人間には自分自身であること以外の義務はありません

 

ラジオ番組『テレホン人生相談』の中での加藤諦三さんの言葉です。

(おそらく海外の心理学者の文献からの引用だと思います。)

 

人生相談には親が子供家族の相談や祖父母が孫の事を相談してくるケースが多いです。あるいは引きこもりになった子供の事で相談してくることも多いです。

 

不仲になった息子夫婦の事を第者である母親、ないしは父親があれこれ心配して、お嫁さんを暗に非難するようなムードを感じることがありますし、このままでは孫が可愛そうなので離婚しないで丸く収まってほしいといった願いも感じられます。

 

また、以前はとても勉強熱心で成績も良く自慢の息子だったのに、最近、塾にも行かず、部屋にこもってゲームばっかりやっている。
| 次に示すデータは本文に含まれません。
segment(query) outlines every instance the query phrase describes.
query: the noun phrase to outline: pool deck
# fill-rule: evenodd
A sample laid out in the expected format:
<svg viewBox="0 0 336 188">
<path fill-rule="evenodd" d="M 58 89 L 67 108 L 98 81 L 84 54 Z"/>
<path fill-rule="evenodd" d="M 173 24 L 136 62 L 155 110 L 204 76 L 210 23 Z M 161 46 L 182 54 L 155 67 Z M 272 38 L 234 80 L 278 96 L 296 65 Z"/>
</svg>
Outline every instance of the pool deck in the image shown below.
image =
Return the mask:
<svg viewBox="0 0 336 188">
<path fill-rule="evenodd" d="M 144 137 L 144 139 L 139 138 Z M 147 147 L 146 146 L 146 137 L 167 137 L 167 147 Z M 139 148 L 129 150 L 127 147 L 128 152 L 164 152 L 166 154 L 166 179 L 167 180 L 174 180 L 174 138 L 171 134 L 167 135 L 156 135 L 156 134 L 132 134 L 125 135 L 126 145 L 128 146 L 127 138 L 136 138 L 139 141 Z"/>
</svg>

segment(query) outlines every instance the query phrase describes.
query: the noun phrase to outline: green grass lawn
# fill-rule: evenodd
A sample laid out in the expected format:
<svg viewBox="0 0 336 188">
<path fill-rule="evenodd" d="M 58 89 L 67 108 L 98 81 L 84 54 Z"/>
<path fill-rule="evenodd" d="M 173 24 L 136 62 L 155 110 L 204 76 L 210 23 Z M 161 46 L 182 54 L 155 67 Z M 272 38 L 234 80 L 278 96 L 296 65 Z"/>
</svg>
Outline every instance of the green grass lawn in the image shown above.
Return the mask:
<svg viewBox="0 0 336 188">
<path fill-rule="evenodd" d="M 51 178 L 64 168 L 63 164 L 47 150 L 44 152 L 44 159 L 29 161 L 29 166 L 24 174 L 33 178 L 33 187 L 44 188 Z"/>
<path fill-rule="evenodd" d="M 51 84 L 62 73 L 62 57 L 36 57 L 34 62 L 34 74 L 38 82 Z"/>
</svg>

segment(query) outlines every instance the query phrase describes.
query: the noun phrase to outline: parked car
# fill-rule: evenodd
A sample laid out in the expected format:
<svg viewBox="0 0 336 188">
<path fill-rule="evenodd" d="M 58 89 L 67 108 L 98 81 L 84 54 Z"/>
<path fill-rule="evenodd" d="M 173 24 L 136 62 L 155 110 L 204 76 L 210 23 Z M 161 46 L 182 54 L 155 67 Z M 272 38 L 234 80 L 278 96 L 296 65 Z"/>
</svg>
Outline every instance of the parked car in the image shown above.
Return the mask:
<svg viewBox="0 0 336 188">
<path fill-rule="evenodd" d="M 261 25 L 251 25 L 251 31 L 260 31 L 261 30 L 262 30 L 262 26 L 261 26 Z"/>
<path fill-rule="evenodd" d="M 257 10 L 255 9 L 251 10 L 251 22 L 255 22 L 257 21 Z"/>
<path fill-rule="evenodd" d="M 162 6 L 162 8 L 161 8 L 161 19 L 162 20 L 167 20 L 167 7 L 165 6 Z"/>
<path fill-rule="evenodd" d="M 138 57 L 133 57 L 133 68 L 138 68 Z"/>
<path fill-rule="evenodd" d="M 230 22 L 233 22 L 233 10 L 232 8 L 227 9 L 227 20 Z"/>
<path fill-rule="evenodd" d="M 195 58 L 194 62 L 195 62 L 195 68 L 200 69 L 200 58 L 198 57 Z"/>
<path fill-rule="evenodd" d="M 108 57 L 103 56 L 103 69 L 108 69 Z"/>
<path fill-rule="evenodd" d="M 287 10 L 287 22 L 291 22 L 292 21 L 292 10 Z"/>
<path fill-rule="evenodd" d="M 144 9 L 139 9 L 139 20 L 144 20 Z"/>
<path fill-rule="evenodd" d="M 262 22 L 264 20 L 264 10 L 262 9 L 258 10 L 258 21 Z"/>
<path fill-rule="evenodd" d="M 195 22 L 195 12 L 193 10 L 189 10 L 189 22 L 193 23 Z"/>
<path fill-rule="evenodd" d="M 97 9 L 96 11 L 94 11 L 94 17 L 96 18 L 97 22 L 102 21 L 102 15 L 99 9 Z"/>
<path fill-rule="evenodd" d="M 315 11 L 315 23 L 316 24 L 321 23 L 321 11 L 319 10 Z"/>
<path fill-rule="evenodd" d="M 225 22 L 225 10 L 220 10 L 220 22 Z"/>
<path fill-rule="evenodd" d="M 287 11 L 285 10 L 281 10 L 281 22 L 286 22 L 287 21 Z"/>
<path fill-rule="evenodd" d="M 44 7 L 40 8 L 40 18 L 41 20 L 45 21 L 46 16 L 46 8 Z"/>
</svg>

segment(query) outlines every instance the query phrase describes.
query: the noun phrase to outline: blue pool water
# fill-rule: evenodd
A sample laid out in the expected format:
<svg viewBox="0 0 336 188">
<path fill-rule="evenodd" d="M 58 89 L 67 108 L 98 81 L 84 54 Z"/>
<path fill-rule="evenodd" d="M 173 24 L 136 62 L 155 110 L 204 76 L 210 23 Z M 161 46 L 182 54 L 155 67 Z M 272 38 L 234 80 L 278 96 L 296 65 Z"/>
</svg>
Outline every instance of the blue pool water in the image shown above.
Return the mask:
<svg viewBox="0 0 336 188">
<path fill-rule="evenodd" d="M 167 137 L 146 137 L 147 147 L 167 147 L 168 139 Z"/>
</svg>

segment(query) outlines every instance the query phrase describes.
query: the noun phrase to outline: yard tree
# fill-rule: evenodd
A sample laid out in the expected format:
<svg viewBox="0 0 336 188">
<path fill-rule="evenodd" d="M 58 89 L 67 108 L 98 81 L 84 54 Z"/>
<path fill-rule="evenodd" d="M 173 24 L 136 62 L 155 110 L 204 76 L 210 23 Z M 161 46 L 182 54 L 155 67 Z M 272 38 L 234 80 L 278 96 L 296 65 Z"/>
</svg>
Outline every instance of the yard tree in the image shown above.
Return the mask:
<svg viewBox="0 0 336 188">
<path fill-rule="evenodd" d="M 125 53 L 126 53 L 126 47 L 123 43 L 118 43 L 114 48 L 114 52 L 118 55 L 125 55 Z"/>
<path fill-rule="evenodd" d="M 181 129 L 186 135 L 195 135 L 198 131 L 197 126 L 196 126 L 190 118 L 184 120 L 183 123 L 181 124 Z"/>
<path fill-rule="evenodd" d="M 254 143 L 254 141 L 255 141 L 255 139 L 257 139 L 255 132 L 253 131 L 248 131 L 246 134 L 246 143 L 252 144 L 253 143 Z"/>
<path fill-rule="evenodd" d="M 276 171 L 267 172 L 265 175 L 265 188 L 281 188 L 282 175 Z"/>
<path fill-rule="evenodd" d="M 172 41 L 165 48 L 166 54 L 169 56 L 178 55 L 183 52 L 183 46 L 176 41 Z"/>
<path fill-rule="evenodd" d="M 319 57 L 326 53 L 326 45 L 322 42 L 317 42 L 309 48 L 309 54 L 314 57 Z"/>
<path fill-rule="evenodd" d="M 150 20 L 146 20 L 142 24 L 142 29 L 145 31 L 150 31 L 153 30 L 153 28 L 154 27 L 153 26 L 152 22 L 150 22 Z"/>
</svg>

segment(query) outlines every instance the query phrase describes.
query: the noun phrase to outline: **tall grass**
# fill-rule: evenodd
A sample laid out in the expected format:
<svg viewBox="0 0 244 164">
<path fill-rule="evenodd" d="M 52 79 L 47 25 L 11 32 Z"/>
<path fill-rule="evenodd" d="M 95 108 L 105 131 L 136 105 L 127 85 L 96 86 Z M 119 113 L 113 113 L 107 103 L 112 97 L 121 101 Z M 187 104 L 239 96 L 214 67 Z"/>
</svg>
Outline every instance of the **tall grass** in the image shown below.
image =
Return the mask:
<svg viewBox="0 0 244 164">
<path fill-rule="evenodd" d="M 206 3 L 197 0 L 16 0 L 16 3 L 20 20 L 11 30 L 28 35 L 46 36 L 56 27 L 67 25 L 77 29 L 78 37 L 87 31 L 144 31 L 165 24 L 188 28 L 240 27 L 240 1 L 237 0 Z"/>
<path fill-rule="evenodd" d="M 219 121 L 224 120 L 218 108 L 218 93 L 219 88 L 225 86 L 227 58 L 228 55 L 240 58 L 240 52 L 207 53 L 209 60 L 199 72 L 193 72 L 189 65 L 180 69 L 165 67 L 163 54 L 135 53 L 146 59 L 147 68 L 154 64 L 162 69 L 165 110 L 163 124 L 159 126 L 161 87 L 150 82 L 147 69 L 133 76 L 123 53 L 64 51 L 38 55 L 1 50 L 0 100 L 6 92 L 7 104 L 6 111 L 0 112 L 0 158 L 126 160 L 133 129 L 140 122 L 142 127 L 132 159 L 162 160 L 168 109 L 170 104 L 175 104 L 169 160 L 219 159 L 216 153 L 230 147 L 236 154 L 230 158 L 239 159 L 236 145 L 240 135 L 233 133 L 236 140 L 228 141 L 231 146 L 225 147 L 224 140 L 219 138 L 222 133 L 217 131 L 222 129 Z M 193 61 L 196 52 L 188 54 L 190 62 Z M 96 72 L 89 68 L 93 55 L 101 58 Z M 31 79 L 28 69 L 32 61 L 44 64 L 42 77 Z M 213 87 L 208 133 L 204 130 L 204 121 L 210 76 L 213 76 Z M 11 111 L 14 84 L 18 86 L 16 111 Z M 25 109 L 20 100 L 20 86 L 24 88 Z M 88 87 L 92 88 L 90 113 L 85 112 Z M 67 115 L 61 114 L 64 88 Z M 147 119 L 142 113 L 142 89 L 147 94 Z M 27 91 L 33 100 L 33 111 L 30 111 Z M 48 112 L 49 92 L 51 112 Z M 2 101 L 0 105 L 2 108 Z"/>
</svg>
この先どうしたものか、私はどう接すればいいのか、といった相談とか。

 

これらの相談から見えてくるのは、問題となっているたとえば息子夫婦のことだったり、引きこもっている息子だったりに対して相談者が必要以上に関与していることです。

 

親だから仕方ないんじゃないの?

 

いえいえ、親でも子供でもきょうだいでも夫婦でも自分以外の人間になり変わることはできないのです。

 

引きこもりの息子を心配して電話をかけてきた母親は息子が塾に行くようになって、以前より勉強をがんばり、成績が上がった事を自分のことのように喜んだと言います。

 

それが、最近は魂が抜けたように部屋に閉じこもり、声をかけても「うるせぇ!」と暴言を吐かれ、直接暴力はないものの、物を投げつけられるようになった。

 

どうして?

何が息子に起こったの?

息子を救うにはどうしたら良いのか。

 

おそらく始めは母親が喜ぶのを見てがんばっていたのだと思います。でも本当は自分の意思でも何でもなく、ただ母親を喜ばせるためだけにやっていたのでだんだん苦しくなってきた。

 

結局、自分を生きていなかったのだと思います。

 

そして、自分を生きていなかったのは母親も同じです。

 

「人間には自分自身であること以外の義務はありません。」というのは

逆に言えば、自分自身であることの義務があるということなのです。

 

親である前に一人の人間として自分の人生を生きること。

 

自分の人生を生きていれば、自分以外の人間の人生に首を突っ込む暇もエネルギーもなくなります。

というか、どうでもよくなるのです。

 

これは親子であれ夫婦であれ、親戚であれ、友人であれ、すべての人間関係において言えることです。